Concomitant Tumor and Autoantigen Vaccination Supports Renal Cell Carcinoma Rejection

Efficient tumor vaccination frequently requires adjuvant. Concomitant induction of an autoimmune response is discussed as a means to strengthen a weak tumor Ag-specific response. We asked whether the efficacy of dendritic cell (DC) vaccination with the renal cell carcinoma Ags MAGE-A9 (MAGE9) and G250 could be strengthened by covaccination with the renal cell carcinoma autoantigen GOLGA4. BALB/c mice were vaccinated with DC loaded with MHC class I-binding peptides of MAGE9 or G250 or tumor lysate, which sufficed for rejection of low-dose RENCA-MAGE9 and RENCA-G250 tumor grafts, but only retarded tumor growth at 200 times the tumor dose at which 100% of animals will develop a tumor. Instead, 75-100% of mice prevaccinated concomitantly with Salmonella typhimurium transformed with GOLGA4 cDNA in a eukaryotic expression vector rejected 200 times the tumor dose at which 100% of animals will develop tumor.

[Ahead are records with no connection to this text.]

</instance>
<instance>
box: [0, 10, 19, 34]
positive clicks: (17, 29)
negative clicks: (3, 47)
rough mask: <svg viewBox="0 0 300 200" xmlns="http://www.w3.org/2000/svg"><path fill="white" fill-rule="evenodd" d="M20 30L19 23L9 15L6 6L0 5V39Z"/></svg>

In a therapeutic setting, the survival rate increased from 20-40% by covaccination with S. typhimurium-GOLGA4. Autoantigen covaccination significantly strengthened tumor Ag-specific CD4(+) and CD8(+) T cell expansion, particularly in peptide-loaded DC-vaccinated mice. Covaccination was accompanied by an increase in inflammatory cytokines, boosted IL-12 and IFN-gamma expression, and promoted a high tumor Ag-specific CTL response. Concomitant autoantigen vaccination also supported CCR6, CXCR3, and CXCR4 upregulation and T cell recruitment into the tumor. It did not affect regulatory T cells, but slightly increased myeloid-derived suppressor cells. Thus, tumor cell eradication was efficiently strengthened by concomitant induction of an immune response against a tumor Ag and an autoantigen expressed by the tumor cell. Activation of autoantigen-specific Th cells strongly supports tumor-specific Th cells and thereby CTL activation.